Recently, there has been regular chatter about a metric called "implied liquidity." This is an important step in educating investors as to why they can effectively trade more than just a small percentage of an ETF's already low ADV. That being said, this metric has many variations and assumptions, which need to be considered when ascertaining whether or not the desired investment size can be efficiently executed in a particular ETF.

One other reality in trading low-ADV ETFs that every investor should keep in mind is that because an ETF has less volume and in many cases is less widely held, you are likely to be trading against a professional market maker.

Traders make markets in ETFs based on the fund's real time NAV (aka INAV), not last sale. Last sale is one of the most irrelevant metrics in determining the "right" price to enter an ETF order.

Knowing how and where liquidity might exist based on a fund's NAV is the most important tool in efficiently sourcing block liquidity in low-ADV names at minimal premiums/discounts to the ETF's NAV.

Regarding Track Record:

The argument for avoiding ETFs with little or no track record carries with it a tad bit more merit than the aforementioned. Obviously, one cannot predict future performance, however one can "back test."

Many of the "new" ETFs track or attempt to replicate an index that has been in existence for some time. I would argue that these ETFs should not be dismissed simply because they are "new" or without a "3-year" track record.
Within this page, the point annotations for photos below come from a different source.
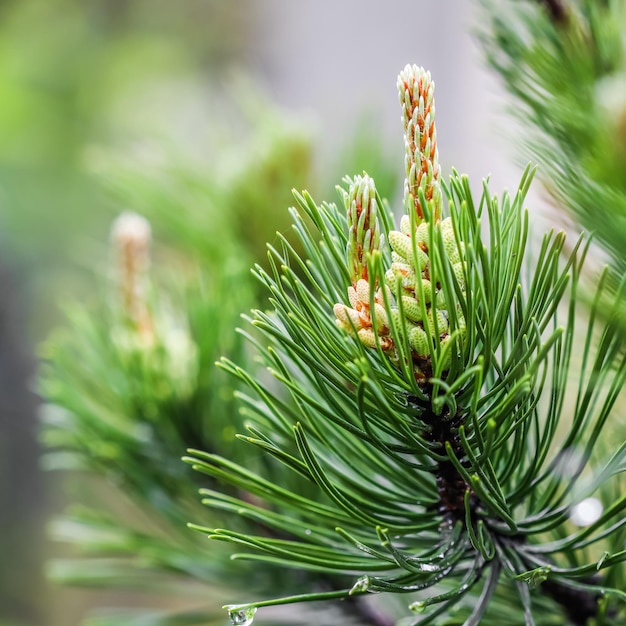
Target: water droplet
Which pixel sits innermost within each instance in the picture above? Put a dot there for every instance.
(586, 512)
(418, 607)
(361, 585)
(241, 616)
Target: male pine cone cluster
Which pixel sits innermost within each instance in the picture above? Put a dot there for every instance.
(407, 294)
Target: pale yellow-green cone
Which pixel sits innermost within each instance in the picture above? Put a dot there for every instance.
(363, 239)
(424, 312)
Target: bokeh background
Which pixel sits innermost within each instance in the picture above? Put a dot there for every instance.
(91, 88)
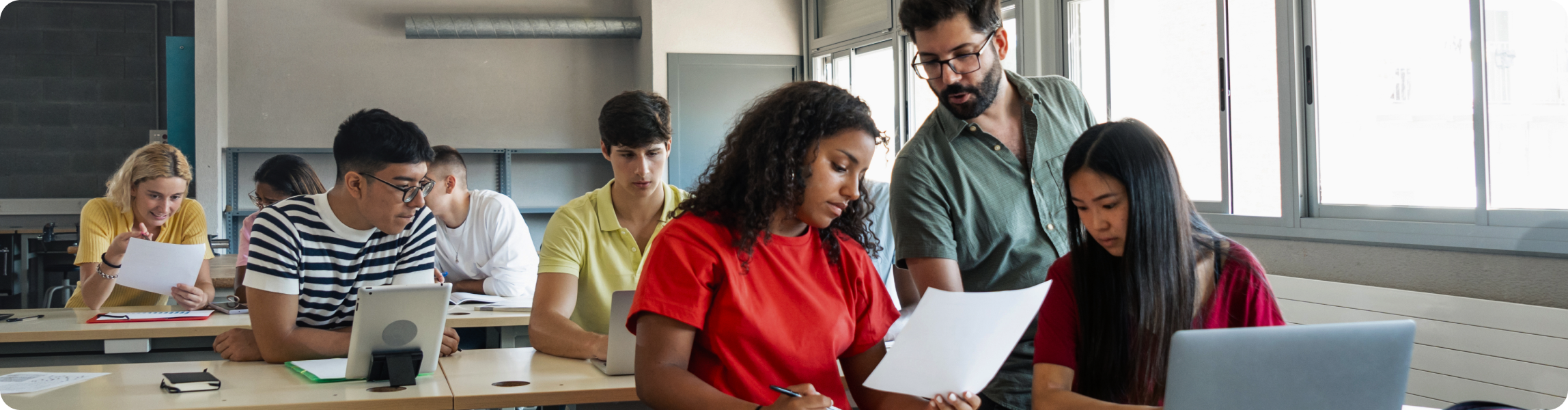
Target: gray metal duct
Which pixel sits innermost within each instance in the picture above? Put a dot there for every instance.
(521, 27)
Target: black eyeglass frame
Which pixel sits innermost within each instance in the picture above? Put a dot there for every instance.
(408, 192)
(949, 62)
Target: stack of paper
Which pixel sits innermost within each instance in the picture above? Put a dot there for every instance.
(957, 341)
(466, 297)
(157, 267)
(151, 314)
(515, 305)
(29, 382)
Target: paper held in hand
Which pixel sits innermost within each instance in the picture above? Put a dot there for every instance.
(157, 267)
(957, 341)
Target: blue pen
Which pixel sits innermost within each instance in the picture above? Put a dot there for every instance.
(794, 395)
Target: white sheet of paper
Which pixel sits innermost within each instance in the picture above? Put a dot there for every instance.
(156, 314)
(955, 341)
(466, 297)
(29, 382)
(157, 267)
(326, 368)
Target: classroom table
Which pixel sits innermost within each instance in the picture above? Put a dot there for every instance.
(251, 385)
(65, 333)
(479, 379)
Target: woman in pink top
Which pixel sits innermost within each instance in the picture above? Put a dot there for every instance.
(279, 178)
(1143, 266)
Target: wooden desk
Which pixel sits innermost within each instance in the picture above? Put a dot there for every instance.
(248, 385)
(552, 381)
(71, 324)
(40, 230)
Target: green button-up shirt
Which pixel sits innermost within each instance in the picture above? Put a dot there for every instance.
(960, 193)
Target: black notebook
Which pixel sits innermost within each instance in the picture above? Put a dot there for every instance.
(184, 382)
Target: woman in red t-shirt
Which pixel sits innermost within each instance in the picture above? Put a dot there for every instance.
(1143, 266)
(764, 279)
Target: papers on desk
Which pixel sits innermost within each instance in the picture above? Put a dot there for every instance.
(157, 267)
(29, 382)
(957, 341)
(152, 316)
(322, 371)
(466, 297)
(515, 305)
(326, 370)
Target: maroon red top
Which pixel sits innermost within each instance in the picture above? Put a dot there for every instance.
(1241, 299)
(785, 319)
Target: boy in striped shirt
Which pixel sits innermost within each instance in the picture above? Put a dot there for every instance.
(309, 255)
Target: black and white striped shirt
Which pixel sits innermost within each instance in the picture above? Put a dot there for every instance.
(300, 247)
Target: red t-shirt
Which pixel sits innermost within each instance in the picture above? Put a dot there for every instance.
(1241, 299)
(785, 321)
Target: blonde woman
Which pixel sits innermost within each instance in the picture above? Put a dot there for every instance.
(146, 200)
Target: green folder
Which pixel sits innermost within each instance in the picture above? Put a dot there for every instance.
(314, 379)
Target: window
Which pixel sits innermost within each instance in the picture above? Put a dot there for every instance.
(1528, 104)
(1435, 123)
(1395, 117)
(1253, 109)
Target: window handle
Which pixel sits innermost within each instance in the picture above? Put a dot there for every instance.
(1308, 71)
(1225, 95)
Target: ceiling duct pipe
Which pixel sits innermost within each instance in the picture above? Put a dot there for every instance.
(521, 27)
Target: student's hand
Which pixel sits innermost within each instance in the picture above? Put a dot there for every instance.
(237, 344)
(449, 341)
(808, 400)
(190, 297)
(117, 249)
(954, 401)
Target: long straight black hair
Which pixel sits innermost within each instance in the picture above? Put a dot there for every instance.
(1131, 307)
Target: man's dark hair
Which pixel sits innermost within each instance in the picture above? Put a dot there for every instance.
(371, 140)
(634, 118)
(923, 14)
(447, 156)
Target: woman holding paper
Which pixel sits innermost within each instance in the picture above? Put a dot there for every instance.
(764, 280)
(1143, 266)
(146, 200)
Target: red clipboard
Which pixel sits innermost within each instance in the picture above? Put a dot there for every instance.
(162, 319)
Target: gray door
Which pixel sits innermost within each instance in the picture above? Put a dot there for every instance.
(708, 93)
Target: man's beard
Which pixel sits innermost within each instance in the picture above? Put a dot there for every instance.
(981, 98)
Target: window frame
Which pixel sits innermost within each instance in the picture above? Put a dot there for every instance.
(1041, 49)
(1304, 217)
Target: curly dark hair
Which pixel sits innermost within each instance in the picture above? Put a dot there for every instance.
(764, 164)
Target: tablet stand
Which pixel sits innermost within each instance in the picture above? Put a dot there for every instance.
(399, 366)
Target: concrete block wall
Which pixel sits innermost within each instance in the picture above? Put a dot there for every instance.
(79, 90)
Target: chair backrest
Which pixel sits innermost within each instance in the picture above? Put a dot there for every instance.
(1466, 349)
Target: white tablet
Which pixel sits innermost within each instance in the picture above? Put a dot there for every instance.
(397, 318)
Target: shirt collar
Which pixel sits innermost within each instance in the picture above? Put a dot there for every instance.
(606, 206)
(949, 124)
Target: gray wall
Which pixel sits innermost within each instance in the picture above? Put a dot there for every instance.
(1524, 280)
(79, 90)
(297, 68)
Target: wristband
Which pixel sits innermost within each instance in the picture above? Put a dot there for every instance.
(104, 260)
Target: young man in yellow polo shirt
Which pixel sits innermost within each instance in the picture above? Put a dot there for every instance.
(595, 244)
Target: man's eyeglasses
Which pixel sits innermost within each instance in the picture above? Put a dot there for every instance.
(408, 192)
(962, 64)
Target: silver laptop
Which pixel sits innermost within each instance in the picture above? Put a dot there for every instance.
(397, 318)
(1291, 368)
(623, 344)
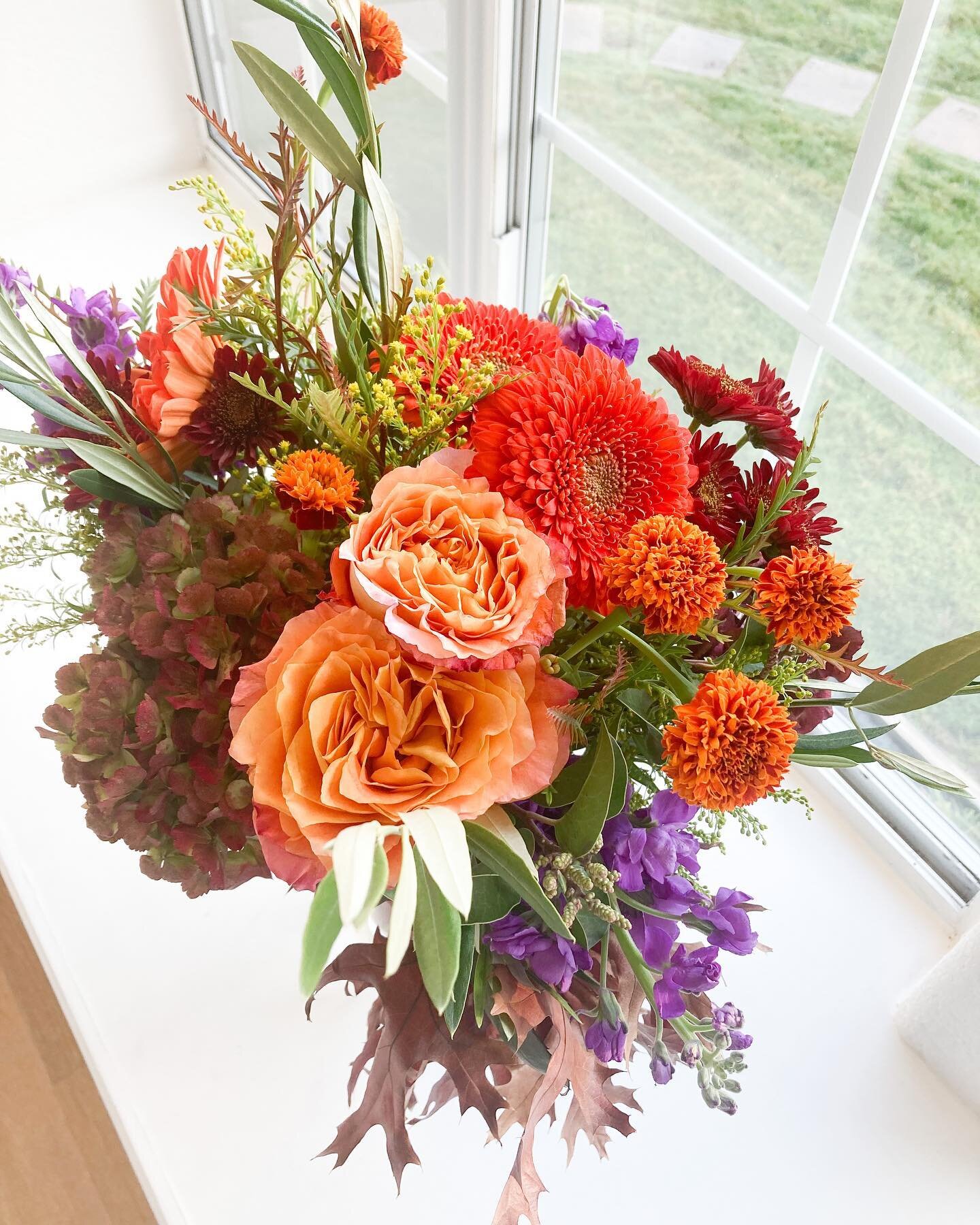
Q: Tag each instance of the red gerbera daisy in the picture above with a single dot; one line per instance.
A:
(585, 453)
(502, 336)
(802, 523)
(712, 395)
(233, 422)
(715, 490)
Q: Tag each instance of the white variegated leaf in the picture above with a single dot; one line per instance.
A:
(402, 909)
(441, 842)
(353, 854)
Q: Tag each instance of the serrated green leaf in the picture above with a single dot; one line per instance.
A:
(436, 936)
(495, 854)
(300, 113)
(453, 1013)
(931, 676)
(603, 796)
(323, 928)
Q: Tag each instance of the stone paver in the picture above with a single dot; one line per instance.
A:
(698, 52)
(953, 127)
(836, 87)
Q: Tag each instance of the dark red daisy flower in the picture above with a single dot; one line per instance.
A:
(586, 453)
(802, 523)
(233, 422)
(718, 480)
(712, 395)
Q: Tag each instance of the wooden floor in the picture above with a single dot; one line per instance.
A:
(61, 1158)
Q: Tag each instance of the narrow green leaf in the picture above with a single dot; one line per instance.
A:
(931, 678)
(603, 796)
(125, 472)
(920, 772)
(453, 1013)
(495, 854)
(436, 937)
(493, 898)
(814, 742)
(320, 935)
(482, 972)
(300, 113)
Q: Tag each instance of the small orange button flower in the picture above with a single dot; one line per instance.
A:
(808, 595)
(730, 744)
(315, 487)
(670, 569)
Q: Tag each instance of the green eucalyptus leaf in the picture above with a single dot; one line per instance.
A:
(931, 676)
(493, 898)
(453, 1013)
(435, 936)
(495, 854)
(920, 772)
(814, 742)
(603, 796)
(320, 935)
(304, 118)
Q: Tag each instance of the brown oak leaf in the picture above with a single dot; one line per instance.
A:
(404, 1035)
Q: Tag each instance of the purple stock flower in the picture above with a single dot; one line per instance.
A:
(732, 926)
(553, 958)
(12, 277)
(606, 1041)
(695, 970)
(98, 325)
(649, 845)
(592, 324)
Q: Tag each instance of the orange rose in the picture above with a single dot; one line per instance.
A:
(453, 572)
(337, 728)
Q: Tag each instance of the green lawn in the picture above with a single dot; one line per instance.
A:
(767, 176)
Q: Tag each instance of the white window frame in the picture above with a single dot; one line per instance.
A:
(502, 101)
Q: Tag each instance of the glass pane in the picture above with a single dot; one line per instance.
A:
(913, 293)
(747, 113)
(414, 120)
(909, 508)
(658, 289)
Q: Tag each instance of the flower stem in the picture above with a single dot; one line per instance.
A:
(606, 625)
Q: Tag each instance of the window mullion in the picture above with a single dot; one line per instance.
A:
(894, 86)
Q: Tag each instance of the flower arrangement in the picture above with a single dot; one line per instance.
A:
(428, 606)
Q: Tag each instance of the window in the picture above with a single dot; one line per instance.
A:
(741, 179)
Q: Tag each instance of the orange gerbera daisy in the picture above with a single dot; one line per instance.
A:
(381, 41)
(585, 453)
(669, 568)
(182, 357)
(808, 595)
(730, 744)
(315, 487)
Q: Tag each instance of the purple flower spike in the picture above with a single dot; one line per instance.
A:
(733, 929)
(649, 845)
(553, 958)
(695, 970)
(12, 277)
(606, 1041)
(98, 325)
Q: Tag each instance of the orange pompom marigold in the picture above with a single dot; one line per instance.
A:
(730, 744)
(808, 595)
(672, 570)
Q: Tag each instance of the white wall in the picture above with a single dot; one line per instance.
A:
(189, 1010)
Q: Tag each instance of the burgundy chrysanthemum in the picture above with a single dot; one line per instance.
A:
(802, 523)
(233, 422)
(585, 453)
(715, 490)
(712, 395)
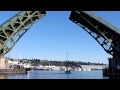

An example here might include the SPDR S&P Health Care Services ETF (NYSEARCA:XHS). Take note here that the ETF has ADV of less than 2k shares per day, but implied liquidity in excess of 750k shares per day. This fund launched in September of 2011, however the index has been around far longer.

Since the ETF tracks the index, wouldn't it make sense to give the ETF the benefit of the doubt here and look at the historical performance of the index when back testing?

Now, I am not oblivious to the fact that not all ETFs track Indices that have been around a long time. There are many actively-managed ETFs available today with even more in the pipeline. These active managers with proprietary methodologies may very well have to earn their track record the traditional way, by the clock.

Lastly, I would like to explain what happens to an ETF when it de-lists or closes down:

While in most cases, the investors will, in fact, lose the ability to trade the product on a listed exchange (they can often times trade off exchange), the fund itself will liquidate the assets in the fund (which, by the way, are held at a custodial bank). Once these assets are liquidated, the ETF holders will receive what you should know as FINAL NAV. This will be calculated based on the proceeds of the fund liquidation.

Fund managers do not look to execute poorly, so please understand that careful attention is given to the liquidation process to insure that the ETF holders get maximum value on closing.

The major risk is that the proceeds from liquidation could take a week (or more) to receive once a fund is delisted and the liquidation process commences.

In summary:

It is very important that investors and fund managers understand how and why liquidity exists in ETFs, and that sourcing ETF liquidity is materially different in more ways than sourcing single stock liquidity.

AUM and ADV do NOT accurately assess an ETFs' implied liquidity. ETFs are backed by assets, not promises. While some ETNs and leveraged/inverse ETPs do contain swaps, the majority of ETFs are backed by equities, bonds and physical assets.

Disclosure: I have no positions in any stocks mentioned, and no plans to initiate any positions within the next 72 hours.

Business relationship disclosure: My firm provides marketing consulting and related advisory services to WallachBeth Capital.